This is very useful for data analysis. A common radio astronomy trick is to make a "mask" that considers only part of an image, defined subject by some condition. Here we mask "ara" where it is less than "bra":
mask = ara > bra
and we now have an array of Trues and Falses called mask. Booleans multiply as ones and zeros, so that multiply a mask times an array gives zero for values that are "False" in the mask:
print ara*mask
Linear Algebra
You have probably noticed that so far we aren't really working with matrices. We're working with n-dimensional data sets and broadcasting operations to each datum. Numpy also includes linear algebra functionality. The simplest example is a vector dot product:
avec = [0, 1, 2]
bvec = [1, 3, 0]
print np.dot(avec, bvec)
The dot function in fact does general matrix multiplication. So to multiply a matrix by a vector:
ara = [[1,3],[2,2]]
vec = [1,4]
print np.dot(ara,vec)
Or to multiply two matrices together:
ara = [[1,3],[2,2]]
bra = [[1,2],[4,0]]
print np.dot(ara,bra)
It's similarly simple to transpose a matrix (and note that transpose is very important for you mental health as you combine numpy and CASA images):
ara = np.array([[0,1],[2,3]])
print np.transpose(ara)
You can also take the inverse or the trace:
print ara
print np.invert(ara)
print np.trace(ara)
You can solve systems of linear equations.

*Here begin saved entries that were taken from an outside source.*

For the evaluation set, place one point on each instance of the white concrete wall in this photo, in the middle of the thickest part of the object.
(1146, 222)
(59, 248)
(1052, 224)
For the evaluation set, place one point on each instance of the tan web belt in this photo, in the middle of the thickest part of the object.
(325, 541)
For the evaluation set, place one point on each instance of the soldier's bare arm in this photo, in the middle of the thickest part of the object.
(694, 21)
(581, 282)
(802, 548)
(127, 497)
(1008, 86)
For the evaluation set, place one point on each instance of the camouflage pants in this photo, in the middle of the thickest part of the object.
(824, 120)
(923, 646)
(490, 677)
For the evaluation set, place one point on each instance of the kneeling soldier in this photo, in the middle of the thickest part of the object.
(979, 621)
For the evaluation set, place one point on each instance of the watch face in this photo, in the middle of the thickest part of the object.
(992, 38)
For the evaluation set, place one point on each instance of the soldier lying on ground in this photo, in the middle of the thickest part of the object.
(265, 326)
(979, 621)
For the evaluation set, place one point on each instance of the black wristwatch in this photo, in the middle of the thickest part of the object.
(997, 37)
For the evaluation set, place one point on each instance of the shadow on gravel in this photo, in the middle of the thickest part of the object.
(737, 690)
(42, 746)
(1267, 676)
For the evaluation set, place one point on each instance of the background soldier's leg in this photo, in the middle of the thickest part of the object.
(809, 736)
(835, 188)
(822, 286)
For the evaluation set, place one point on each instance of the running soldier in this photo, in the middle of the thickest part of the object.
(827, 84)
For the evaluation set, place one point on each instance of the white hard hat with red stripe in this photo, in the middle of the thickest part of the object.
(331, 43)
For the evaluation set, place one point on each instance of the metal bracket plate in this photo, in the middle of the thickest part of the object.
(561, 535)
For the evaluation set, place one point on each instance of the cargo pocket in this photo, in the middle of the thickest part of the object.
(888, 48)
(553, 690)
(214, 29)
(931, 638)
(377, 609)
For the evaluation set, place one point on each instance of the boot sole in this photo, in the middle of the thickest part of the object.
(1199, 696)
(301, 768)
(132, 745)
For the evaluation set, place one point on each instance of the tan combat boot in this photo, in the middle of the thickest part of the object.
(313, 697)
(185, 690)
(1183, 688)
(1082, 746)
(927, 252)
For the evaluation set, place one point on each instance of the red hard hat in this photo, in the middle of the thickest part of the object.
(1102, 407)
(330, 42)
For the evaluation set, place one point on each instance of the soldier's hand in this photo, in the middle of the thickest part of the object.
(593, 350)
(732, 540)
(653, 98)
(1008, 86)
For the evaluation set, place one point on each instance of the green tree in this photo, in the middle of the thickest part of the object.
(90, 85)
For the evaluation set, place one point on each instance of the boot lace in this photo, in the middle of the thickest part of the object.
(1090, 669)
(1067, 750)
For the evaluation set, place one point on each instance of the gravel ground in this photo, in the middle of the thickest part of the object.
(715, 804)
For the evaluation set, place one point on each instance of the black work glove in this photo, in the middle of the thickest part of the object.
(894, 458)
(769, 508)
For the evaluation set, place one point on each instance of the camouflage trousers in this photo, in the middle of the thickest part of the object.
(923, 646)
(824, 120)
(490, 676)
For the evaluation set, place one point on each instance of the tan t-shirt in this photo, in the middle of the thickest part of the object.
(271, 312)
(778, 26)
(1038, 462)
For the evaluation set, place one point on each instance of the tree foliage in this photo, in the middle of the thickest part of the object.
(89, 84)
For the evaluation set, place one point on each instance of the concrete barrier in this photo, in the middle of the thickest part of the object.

To solve this system of equations:
[math]\displaystyle{ 3 x + y = 9 }[/math]
[math]\displaystyle{ x + 2 y = 8 }[/math]
you would call solve inside the linear algebra sub-module like so:
mat = np.array([[3, 1],[1,2]])
vec = np.array([9,8])
print np.linalg.solve(mat,vec)
Slicing and Iteration With Numpy
Getting at parts of the array in clever ways can make the difference between lightning-fast code and taking forever to do anything (either because you have to write a million lines of code or because the program is slow). Numpy has very powerful slicing and iteration capabilities. Again make sure that we have numpy as imported as np before stepping through these examples:
import numpy as np
Slicing
(Note that unless you copy explicitly, slicing just points - returning 'views'. Use .copy() to get a copy.)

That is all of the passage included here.